I talk about my baby to strangers, to try to break the silence.

I try to ask for what I need.

I had had another baby despite crippling anxiety that I might lose him too.

I’ve been to baby showers.

I’ve held babies.

I write about my feelings here, for all to see.

Why are you brave?

The Gyn experience

Caring for women in my job involves talking about fertility and reproduction- past, present and future.  I’m seeing prenatal patients and though that’s hard in its own way (I can’t bring myself to ask if they are having a boy or a girl, what the baby’s name is- as I used to do in a gushing, excited way), gyn patients still have their own obstacles.

“He’s the kind of baby you don’t show a teenager,”  she said of her one year old.   She meant that he’s so well behaved, such a delight, it might inspire a teen to think having a baby is easy.  I delivered that one year old and so she excitedly showed me photos.  “Let me show you the cutest kid you’ve ever seen!”  I tucked my head behind the curtain to purell my hands and literally grimaced.  I didn’t want to see her baby.  I just wanted to do the pap smear and call it a day.  But that’s not how it works.  Of course she has every right to show off her child, especially to me who was the first to welcome him into this world.  Fake it til you make it.  I hate that mantra, I think only because I have to do it so much these days.  I hate not being genuine- I’m not even that good at it.  I took a quick breath and smiled as she showed me his chubby cheeks and blond hair.

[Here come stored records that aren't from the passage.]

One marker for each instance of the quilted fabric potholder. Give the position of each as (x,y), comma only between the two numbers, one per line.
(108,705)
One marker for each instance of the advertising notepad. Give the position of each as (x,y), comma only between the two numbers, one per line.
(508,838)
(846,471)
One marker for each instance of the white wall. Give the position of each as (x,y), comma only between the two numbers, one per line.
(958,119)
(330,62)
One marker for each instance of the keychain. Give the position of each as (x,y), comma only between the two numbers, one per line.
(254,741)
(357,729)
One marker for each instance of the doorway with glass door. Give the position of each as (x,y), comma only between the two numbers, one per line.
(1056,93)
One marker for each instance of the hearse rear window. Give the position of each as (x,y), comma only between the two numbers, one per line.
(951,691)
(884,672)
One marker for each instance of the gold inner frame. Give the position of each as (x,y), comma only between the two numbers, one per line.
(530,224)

How do I look at these babies and quell the inner voice in my head?  Mabel had blond hair.  Mabel had chubby cheeks.  I never got to see Mabel smile.  Mabel will never be one year old.

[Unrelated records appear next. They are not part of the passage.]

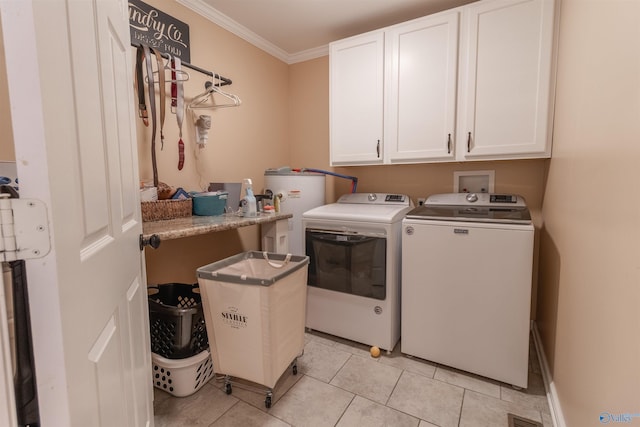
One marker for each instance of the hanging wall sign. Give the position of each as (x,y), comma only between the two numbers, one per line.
(155,28)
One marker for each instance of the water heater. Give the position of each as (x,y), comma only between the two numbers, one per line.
(298,192)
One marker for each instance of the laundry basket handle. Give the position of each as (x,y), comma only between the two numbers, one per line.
(273,264)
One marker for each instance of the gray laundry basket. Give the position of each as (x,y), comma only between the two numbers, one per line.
(255,309)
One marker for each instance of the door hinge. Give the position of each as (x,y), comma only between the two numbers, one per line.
(24,229)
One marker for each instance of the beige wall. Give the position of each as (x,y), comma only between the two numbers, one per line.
(589,315)
(7,152)
(243,141)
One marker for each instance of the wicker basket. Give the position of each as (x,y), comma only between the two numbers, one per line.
(166,209)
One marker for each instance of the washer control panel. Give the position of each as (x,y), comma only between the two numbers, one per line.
(376,199)
(476,199)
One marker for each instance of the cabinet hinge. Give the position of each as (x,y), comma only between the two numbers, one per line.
(24,229)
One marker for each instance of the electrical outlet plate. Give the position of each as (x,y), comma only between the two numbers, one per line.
(474,181)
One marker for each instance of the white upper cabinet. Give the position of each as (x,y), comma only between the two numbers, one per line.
(356,99)
(421,89)
(506,80)
(471,83)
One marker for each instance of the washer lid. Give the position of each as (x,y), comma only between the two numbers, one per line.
(484,207)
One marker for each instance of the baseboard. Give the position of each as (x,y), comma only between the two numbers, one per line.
(552,395)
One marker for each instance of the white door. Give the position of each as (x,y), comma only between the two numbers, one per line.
(423,58)
(356,99)
(506,81)
(70,88)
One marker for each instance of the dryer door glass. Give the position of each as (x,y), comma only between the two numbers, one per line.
(349,263)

Another gyn patient asked general questions about fertility.  Life doesn’t always turn out how one expects it.  Long term relationships end.  Some women find themselves single when they thought they’d be starting families.  I sympathized with her, my heart really aching that she’s not where she wanted to be.  But her attitude was good; she was able to talk realistically, with a smile even, about how some friends are having babies while others are talking of freezing eggs.  I was impressed, thinking that I need to learn her perspective- frustrated, hopeful, realistic.  I wanted to say, “yes, I totally get it!  You think and hope your life will turn out one way and then suddenly you’re in your mid thirties and life is not at all what you pictured!” We may have very different circumstances, but we share that same thought.  I simply affirmed what she said and hoped she could see the true understanding in my eyes.